On December 21, 2018 President Trump signed the First Step Act into law. While there is much left to be done for criminal justice reform in this country, this recent legislative development is a welcome step towards increased fairness in the federal criminal justice system. Most significantly, the First Step Act reduced some of the draconian penalties for firearms and drug offenses, while also expanding access to programs such as compassionate release.
Some, but not all, of the First Step Act’s changes are retroactive, meaning that some of the reforms apply to those who have already been convicted and sentenced while others apply only to those who have not yet been sentenced. To find out if your case is eligible for resentencing under the First Step Act, you should speak to an experienced attorney who can assess your situation and guide you through the process.
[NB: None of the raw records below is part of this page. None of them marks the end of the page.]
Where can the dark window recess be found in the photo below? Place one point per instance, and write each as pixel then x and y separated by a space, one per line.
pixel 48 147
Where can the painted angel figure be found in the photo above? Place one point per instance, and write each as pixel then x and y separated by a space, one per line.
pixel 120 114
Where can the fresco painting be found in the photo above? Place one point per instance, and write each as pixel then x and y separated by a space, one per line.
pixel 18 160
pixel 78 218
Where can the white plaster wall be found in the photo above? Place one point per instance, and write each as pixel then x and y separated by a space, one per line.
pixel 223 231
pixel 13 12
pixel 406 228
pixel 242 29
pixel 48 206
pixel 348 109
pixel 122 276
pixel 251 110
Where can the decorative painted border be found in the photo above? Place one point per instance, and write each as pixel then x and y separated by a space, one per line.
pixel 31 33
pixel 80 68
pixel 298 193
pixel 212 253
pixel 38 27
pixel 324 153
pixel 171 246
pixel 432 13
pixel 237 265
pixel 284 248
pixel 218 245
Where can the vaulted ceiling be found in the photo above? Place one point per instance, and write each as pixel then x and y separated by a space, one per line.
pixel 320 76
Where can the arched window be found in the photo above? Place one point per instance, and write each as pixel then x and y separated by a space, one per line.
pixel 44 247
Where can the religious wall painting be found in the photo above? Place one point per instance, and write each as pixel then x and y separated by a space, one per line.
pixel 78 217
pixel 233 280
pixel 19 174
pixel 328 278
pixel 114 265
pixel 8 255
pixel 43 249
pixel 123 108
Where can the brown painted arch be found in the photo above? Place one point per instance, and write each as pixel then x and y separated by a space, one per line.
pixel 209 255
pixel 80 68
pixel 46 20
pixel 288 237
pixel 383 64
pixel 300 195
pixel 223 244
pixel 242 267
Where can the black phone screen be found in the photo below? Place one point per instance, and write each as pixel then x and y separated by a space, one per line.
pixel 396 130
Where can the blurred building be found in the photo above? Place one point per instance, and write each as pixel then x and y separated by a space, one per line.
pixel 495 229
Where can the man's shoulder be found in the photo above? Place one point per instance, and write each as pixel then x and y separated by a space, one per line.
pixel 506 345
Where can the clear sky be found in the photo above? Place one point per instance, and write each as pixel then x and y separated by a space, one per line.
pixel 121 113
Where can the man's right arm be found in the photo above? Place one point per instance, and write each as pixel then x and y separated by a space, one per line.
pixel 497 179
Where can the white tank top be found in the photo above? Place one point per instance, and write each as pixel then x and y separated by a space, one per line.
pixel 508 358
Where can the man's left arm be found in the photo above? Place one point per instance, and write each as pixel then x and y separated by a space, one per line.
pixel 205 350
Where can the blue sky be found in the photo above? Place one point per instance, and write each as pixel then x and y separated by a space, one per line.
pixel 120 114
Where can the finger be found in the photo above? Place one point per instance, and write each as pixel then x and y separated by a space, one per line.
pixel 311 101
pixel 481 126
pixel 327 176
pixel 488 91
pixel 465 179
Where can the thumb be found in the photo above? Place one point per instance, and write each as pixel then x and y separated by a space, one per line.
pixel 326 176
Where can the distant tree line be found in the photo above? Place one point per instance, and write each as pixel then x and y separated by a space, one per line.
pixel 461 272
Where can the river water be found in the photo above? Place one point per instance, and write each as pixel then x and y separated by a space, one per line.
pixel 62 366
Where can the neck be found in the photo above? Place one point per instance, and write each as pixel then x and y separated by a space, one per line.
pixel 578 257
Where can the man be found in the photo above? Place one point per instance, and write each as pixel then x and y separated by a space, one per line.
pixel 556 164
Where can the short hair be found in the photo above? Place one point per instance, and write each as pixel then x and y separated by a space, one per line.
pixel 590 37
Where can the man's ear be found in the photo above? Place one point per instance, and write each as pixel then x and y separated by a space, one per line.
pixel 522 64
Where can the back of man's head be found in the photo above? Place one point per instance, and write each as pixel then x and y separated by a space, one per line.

New York criminal defense attorney Harlan Protass has years of experience dealing with post-conviction litigation matters, and he is ready to take on your case.
Resentencing for Crack Possession Possible Because Fair Sentencing Act is Retroactive
The Fair Sentencing Act of 2010 reduced the inexplicably harsh penalties for possession and/or distribution of crack cocaine that were passed into law in the 1980s. Those changes, though, were not retroactive and therefore only applied to those sentenced for crack cocaine offenses after August 3, 2010 (the date on which the new law went into effect). Thus, the Fair Sentencing Act of 2010 did little to address the unjustly harsh prison terms imposed on thousands upon thousands of defendants before that date. Fortunately, Section 404 of the First Step Act makes the entirety of the Fair Sentencing Act retroactively applicable to any defendant sentenced for a crack cocaine offense before August 3, 2010.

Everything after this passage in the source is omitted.